I believe you want something smaller than the +6 from high-level proficiency. That is an interesting goal.

Bringing back skill points goes against 5e simplicity. I just don't see a +2 as significant enough to deserve complexities.

That being said, if you wish to mimic the current scale, you should double the cost of getting +2/+3 at level 1.
 

Lanefan

Victoria Rules
Yet another example of what can't be done with 5e system. I can't make a highly persuasive character that sucks at deception. To be highly persuasive I must have a good cha and proficiency. I'm restricted to being fair at deception if I am very good at persuasion.
This particular example might simply have to be roleplayed as being poor at deception while intentionally ignoring the numbers on your sheet.

The idea of divorcing skills from stats does raise some questions: how does this change the "value" of the different stats, and will it drive players to put more high numbers into physical (i.e. combat) stats as the non-physical stats aren't as necessary any more for driving skill bonuses? Will this turn charisma back to being every non-sorcerer's dump stat?

Which reminds me: the idea of a rough tough fighter type getting penalties to 'intimidate' from a low charisma score is ludicrous. I'd say it should be the opposite: a low charisma should benefit your intimidate as you're clearly scarier than the pretty boy sitting next to you... :)

Lan-"the other option, of course, is to drop the skill system almost entirely - but it sounds like you want to keep it in some form"-efan
 

FrogReaver

As long as i get to be the frog
I believe you want something smaller than the +6 from high-level proficiency. That is an interesting goal.

Bringing back skill points goes against 5e simplicity. I just don't see a +2 as significant enough to deserve complexities.

That being said, if you wish to mimic the current scale, you should double the cost of getting +2/+3 at level 1.

Why do I get the feeling that no one is listening to me.

Proficiency stays the same in my proposal. Stat bonus is replaced by skill points.

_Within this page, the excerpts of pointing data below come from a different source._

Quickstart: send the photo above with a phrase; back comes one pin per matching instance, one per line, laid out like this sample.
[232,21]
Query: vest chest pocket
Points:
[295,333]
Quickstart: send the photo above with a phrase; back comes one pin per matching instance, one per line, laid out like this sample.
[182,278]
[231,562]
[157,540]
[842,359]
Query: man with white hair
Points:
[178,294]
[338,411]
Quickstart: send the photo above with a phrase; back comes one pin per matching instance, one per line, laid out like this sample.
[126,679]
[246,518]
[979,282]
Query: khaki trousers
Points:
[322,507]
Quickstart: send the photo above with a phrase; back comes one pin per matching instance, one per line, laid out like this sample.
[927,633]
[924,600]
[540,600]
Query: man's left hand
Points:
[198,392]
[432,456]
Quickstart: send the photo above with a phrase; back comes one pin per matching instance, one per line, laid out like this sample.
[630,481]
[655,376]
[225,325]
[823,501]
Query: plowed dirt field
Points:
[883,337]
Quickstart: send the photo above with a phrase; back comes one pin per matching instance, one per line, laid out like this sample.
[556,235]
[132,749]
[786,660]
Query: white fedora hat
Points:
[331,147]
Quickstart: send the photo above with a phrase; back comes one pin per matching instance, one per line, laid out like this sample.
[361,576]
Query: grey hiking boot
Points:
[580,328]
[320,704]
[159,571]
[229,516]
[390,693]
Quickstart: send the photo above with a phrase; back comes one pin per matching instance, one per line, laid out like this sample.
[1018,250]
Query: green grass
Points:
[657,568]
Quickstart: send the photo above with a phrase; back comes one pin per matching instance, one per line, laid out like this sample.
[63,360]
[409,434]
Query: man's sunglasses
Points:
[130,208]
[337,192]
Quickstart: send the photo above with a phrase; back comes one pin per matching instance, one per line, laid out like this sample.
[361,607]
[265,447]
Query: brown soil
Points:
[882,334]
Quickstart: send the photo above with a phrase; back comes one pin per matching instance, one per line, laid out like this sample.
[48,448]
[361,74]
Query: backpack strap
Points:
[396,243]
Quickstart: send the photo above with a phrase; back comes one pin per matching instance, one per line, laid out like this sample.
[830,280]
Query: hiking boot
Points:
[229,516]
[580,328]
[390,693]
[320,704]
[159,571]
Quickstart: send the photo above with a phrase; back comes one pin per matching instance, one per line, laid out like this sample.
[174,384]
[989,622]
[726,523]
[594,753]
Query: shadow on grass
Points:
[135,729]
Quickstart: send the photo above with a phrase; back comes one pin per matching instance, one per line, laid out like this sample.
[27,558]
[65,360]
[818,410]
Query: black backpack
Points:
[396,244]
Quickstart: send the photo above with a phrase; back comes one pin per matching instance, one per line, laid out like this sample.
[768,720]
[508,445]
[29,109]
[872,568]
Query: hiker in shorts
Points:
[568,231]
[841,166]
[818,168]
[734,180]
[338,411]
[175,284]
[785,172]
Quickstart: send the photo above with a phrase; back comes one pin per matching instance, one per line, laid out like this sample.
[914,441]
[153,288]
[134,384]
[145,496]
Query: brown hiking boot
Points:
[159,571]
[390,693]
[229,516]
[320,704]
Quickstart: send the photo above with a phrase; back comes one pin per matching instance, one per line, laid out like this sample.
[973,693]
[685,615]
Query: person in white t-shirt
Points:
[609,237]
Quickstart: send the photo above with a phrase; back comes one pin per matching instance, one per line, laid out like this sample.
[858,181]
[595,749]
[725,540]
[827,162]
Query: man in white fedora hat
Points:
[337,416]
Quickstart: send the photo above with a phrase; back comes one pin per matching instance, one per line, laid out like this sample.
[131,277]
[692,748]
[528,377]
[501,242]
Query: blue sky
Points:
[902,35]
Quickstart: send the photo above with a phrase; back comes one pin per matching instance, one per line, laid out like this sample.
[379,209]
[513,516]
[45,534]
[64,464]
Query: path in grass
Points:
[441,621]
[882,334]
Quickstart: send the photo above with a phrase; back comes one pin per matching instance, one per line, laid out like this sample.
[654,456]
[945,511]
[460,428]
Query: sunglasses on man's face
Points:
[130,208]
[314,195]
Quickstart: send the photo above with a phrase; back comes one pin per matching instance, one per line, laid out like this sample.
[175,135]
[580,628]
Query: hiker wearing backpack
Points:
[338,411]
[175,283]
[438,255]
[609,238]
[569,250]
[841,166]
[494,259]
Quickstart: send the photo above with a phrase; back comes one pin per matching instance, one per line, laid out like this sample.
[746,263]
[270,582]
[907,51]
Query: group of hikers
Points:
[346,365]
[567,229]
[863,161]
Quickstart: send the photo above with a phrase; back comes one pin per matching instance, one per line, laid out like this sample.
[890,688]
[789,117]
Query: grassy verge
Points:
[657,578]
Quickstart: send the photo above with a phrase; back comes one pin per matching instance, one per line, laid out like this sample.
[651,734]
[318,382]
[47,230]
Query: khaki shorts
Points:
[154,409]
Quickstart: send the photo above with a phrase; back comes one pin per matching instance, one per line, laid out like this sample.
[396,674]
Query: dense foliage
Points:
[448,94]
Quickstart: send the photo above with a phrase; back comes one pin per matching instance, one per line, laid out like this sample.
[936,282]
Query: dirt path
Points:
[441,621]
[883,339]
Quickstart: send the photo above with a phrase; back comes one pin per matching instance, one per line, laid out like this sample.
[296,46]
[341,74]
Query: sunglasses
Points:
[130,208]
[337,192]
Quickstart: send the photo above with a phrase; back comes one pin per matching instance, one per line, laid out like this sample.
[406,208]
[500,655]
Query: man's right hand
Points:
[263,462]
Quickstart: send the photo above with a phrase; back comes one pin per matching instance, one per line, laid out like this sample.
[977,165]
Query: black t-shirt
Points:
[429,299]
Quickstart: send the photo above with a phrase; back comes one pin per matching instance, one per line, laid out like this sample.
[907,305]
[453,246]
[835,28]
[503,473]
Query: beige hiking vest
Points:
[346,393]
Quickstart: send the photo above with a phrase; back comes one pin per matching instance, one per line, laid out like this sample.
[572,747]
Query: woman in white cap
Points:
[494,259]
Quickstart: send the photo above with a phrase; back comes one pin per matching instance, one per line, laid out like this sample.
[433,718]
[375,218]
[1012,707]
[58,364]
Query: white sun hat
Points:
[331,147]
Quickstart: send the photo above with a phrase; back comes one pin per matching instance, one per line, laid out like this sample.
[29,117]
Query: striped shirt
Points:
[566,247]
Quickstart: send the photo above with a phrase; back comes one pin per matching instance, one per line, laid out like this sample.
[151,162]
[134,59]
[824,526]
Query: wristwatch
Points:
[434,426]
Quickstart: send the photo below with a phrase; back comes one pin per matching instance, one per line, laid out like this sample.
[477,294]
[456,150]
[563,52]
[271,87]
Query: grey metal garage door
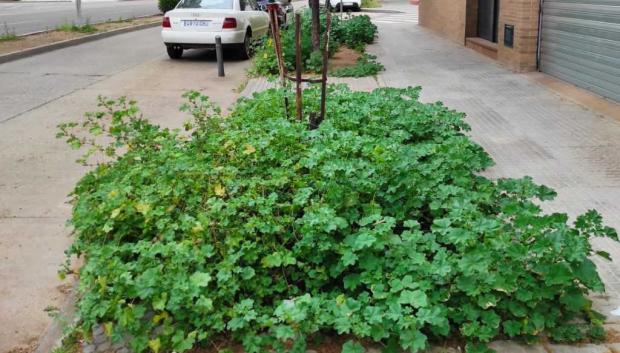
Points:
[580,43]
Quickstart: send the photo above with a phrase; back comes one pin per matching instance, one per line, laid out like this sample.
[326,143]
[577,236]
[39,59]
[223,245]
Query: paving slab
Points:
[588,348]
[513,347]
[527,128]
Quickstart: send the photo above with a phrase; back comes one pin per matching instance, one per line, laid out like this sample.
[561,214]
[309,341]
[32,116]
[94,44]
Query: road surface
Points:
[28,17]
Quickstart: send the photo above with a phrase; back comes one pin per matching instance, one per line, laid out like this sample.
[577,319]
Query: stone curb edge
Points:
[50,338]
[71,42]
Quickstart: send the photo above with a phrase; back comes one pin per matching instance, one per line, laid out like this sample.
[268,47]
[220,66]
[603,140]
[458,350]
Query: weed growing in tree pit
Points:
[377,225]
[354,32]
[366,65]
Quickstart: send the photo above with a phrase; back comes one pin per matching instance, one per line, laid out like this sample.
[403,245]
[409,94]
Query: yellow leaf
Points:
[219,190]
[197,228]
[143,208]
[155,345]
[107,328]
[159,317]
[249,149]
[115,213]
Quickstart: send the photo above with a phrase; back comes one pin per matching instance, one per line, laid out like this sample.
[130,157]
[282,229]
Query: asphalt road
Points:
[28,17]
[37,170]
[28,83]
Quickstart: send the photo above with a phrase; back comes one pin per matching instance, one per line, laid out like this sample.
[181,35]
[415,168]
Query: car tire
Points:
[175,52]
[245,48]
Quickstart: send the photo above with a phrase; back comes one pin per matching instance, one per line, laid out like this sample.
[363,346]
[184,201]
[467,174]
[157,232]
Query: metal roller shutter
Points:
[580,43]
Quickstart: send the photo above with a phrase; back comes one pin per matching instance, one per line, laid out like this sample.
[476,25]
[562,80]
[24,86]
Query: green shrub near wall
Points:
[167,5]
[378,225]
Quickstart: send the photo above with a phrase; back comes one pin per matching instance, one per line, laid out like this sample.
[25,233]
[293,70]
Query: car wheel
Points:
[174,51]
[245,49]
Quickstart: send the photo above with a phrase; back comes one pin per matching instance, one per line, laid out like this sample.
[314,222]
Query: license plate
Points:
[195,23]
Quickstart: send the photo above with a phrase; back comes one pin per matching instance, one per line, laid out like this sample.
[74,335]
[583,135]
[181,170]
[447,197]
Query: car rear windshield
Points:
[206,4]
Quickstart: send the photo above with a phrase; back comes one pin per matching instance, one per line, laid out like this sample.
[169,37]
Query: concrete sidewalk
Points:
[37,171]
[527,128]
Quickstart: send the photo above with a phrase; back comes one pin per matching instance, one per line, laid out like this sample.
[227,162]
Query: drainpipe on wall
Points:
[539,39]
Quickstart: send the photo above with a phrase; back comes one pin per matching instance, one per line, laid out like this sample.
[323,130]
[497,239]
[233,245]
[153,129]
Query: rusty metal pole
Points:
[275,31]
[298,65]
[328,25]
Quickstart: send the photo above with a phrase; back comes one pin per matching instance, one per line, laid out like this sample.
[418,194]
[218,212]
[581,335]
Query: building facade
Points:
[575,40]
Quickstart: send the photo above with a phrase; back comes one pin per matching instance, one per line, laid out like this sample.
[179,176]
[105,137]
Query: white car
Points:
[355,5]
[196,23]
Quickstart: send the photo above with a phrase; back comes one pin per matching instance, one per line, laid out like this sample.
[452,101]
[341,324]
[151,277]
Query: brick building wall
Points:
[457,20]
[445,17]
[524,15]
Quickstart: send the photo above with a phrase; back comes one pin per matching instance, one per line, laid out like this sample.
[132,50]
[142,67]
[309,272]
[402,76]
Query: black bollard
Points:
[219,53]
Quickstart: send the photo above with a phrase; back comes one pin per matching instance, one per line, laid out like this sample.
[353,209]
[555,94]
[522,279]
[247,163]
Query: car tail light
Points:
[166,22]
[229,22]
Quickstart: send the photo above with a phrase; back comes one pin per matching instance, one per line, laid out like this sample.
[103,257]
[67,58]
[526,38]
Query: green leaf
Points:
[155,345]
[415,298]
[352,347]
[200,279]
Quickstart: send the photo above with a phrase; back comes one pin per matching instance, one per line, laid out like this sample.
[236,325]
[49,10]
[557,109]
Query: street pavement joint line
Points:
[46,102]
[30,217]
[74,75]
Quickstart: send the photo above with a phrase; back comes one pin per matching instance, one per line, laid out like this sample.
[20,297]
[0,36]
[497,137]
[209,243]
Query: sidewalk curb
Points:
[71,42]
[54,332]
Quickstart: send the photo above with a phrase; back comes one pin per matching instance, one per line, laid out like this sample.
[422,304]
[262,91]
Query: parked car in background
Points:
[355,5]
[196,23]
[286,12]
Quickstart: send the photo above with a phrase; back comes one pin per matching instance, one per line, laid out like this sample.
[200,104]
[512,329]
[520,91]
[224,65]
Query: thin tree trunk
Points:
[316,24]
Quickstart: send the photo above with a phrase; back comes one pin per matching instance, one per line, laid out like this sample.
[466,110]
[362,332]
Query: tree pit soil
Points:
[49,37]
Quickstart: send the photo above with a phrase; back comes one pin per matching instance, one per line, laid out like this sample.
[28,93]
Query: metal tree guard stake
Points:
[298,79]
[328,25]
[275,31]
[78,9]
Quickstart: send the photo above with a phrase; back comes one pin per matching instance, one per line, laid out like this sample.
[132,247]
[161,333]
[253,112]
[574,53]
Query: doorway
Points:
[488,19]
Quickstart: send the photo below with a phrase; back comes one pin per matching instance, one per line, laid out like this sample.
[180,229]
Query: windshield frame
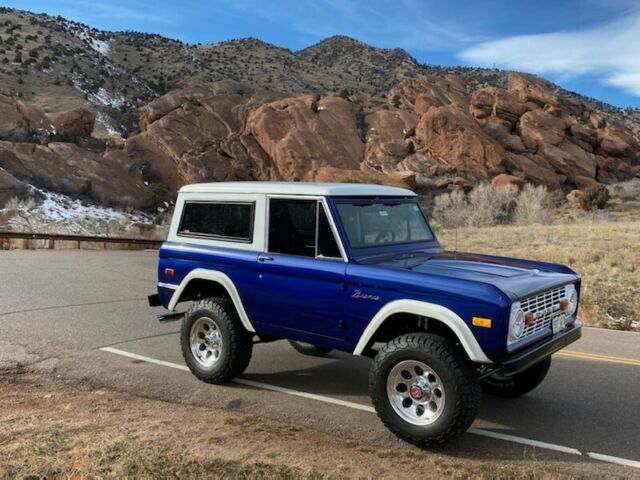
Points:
[383,248]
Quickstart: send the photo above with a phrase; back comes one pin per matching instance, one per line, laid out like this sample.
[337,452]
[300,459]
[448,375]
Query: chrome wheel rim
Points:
[415,392]
[206,341]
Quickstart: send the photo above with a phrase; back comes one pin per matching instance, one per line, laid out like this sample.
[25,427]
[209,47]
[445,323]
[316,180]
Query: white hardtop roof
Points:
[298,188]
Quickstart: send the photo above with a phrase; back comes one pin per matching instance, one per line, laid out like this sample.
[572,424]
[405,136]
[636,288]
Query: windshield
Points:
[379,223]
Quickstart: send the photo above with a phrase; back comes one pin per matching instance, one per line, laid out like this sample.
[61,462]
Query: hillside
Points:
[79,105]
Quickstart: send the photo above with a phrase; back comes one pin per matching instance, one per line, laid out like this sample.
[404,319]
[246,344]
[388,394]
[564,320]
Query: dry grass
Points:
[50,430]
[605,252]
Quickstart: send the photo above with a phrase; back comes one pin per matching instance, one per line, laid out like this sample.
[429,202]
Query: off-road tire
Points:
[237,342]
[520,383]
[459,380]
[309,349]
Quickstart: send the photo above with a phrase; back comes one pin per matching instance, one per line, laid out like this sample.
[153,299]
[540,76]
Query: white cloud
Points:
[610,51]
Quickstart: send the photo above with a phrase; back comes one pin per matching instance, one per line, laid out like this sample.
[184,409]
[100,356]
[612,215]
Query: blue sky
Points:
[588,46]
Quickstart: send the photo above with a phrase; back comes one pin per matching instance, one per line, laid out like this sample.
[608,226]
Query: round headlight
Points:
[572,297]
[517,327]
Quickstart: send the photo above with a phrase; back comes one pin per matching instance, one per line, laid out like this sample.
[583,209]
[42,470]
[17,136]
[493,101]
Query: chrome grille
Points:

You still get +6 proficiency and +5 from skill points if you want. That's the same total as you can max out in the game now.
 

discosoc

First Post
How does one best decouple skills from stats in 5e? My current thought is keeping stats for combat and special ability purposes but eliminating the stat bonus to skills. Proficiency to skills would be handled the same. However, instead of stat bonus to skills you would get maybe 20-30 skill points to set your skills however you wanted. All skills would start at -2 and you could spend skill points on them until they reach +3 base (+5 with proficiency added to it). At each level you take an ASI you would get 2 more skill points that must be placed in different skills. All skills can be raised to +5 by the skill points from ASI's (or +11 total with max proficiency bonus).

Thoughts? Opinions? Suggestions?

What problem are you trying to solve?